Even with a good shot through the lungs, the animal could run for quite some distance before expiring creating one heck of a tracking job. It is an ethical hunter’s responsibility to make every kill shot instantaneous if possible.
Yes, a 22 will kill a deer if the shot is placed into a vital area and the bullet used has good expansion qualities, otherwise the shot will probably result in the deer dying a slow painful death after running for a long distance.
When I say a perfect shot, I mean “PERFECT”. Being off more than a fraction of an inch from your intended point of impact could result in a wounded animal that suffers for a week before it dies.

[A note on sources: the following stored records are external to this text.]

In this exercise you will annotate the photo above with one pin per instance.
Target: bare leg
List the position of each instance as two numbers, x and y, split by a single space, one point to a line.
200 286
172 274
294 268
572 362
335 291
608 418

Nobody wants this. There are also other reasons that make taking a deer with a 22 rimfire a bad idea.
22 rimfire round properties
Most rimfire rounds lack the energy or expansion properties to adequately and quickly dispatch an animal the size of a deer. Normal deer hunting rounds from 30 caliber down to 6mm will expand greatly upon impact due to the velocity of the cartridge and properties of the bullet.
Even larger bullets designed for minimum expansion usually carry enough energy at normal hunting ranges to do enough damage to take the animal out quickly.
A rim fire round moving at 1200 fps at 50 yards will only punch a small hole through ballistic gel that simulates body mass of an animal. If that bullet, hollow or soft point, with a small wound channel doesn’t hit anything critical to sustaining life, a wound is the result.
The moral of this story is that most rim fire ammo doesn’t yield the velocities necessary for proper bullet expansion. One option is what is called fragmenting ammo. These rounds can be purchased in several different ranges of velocity, the fastest being CCI’s fragmented offering with a rated muzzle velocity above 1600 fps.
No matter what the velocity, the bullets are designed to break into three segments upon impact. See performance in ballistic gel below. This simulates the explosion of high caliber bullets at much higher velocities.
The intention is twofold – to dump all energy inside the animal and to create a much larger permanent wound channel which in turn increases killing power.
If I had to take a deer sized animal with a 22 caliber rimfire because of a survival or SHTF situation, this would be the round I would use with only a close up head shot. No long range shooting in this situation. Too much room for error.
Legality of hunting deer with a 22 caliber rifle
It is illegal in most states to hunt deer with a 22 or other rimfire. 22 centerfires are usually legal but not rimfires. There is a huge power difference causing this rule to make sense. If caught by the game warden in a state where it is illegal, you could easily end up being issued a ticket with a pretty large fine attached or arrested and taken to jail. It’s not worth it.
22 rimfire rifles have been designated by many as the best survival weapons you could have in your arsenal for many reasons.
- ammo is inexpensive so you can store a ton of the stuff easily
- storage takes very little space
- you can easily carry many rounds of 22 lr
- it is quietly relatively speaking, especially at subsonic speeds with a suppressor
- you can use it to harvest food
It will serve all of these purposes well but realize, unless you are in a survival situation, it is illegal to hunt deer with a 22lr. Stick with the animals that are within the optimum range the cartridge is designed for. Raccoons, rabbitts, squirrels, and at the top of the range, fox. I would say even a coyote, especially at long range should be passed up if all you have is a 22 lr rimfire.